P.- Vaya salto. Enhorabuena. También llevan tema merchandising, según he visto, de todo tipo…
R.- Sí, ya llevamos un año y pico con esa línea, pues entendíamos que se asimilaba mucho a lo que hacíamos. Vendemos tazas, mochilas, calzados, camisetas, réplicas de figuritas, los muñecos Funko Pop, artículos de Harry Potter… Todo englobado en el coleccionismo y el fenómeno fan. En esto también intentamos tener aquello que la gente demanda, descubriendo todo poco a poco, porque es un sector mucho más grande y competido. Pero estamos muy contentos con el crecimiento que estamos teniendo.

P.- Y a medio plazo, ¿cómo se ven?
R.- Siguiendo trabajando y sufriendo. Queremos conseguir ser líderes de mercado. Ya estamos siéndolo en mercado nacional y cerca estamos de serlo en Europa. El objetivo es consolidar esa posición, aspirando a liderar, creciendo en verticales, e incluso en la línea de decoración de fiesta que estamos empezando a trabajar. Nos abrimos a más países porque queremos vender a todo el mundo.

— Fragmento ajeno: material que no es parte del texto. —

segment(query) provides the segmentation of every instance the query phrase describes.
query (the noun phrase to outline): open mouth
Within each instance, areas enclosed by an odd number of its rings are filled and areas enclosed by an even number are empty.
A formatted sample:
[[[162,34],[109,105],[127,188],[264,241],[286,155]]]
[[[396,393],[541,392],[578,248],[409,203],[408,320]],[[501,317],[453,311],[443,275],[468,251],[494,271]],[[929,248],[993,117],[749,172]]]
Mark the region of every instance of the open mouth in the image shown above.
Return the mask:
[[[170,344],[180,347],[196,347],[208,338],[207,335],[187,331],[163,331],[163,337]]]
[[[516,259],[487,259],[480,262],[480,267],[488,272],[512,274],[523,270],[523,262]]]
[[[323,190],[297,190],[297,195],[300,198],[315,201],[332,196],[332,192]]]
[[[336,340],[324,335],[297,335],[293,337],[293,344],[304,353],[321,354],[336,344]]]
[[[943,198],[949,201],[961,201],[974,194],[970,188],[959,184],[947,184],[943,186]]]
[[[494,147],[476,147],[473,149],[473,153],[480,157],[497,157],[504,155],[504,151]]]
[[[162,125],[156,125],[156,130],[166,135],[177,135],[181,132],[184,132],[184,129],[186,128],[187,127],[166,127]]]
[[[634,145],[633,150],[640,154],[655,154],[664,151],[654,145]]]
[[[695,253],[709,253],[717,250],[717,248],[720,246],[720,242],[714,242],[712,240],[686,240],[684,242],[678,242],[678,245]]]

Queremos ser el player de referencia.

P.- Ha dicho que hacen una fiesta al año de disfraces. Cerremos esta charla desvelando ¡de qué va Toño a disfrazarse! ¿Cuál será su elección? Una pista…
R.- ¡No lo sabe nadie! ¡No lo sé ni yo! (ríe), aunque la realidad es que nunca digo de qué voy a ir, porque esto es como el voto; es secreto. Yo siempre llego y… ¡Sorpresa!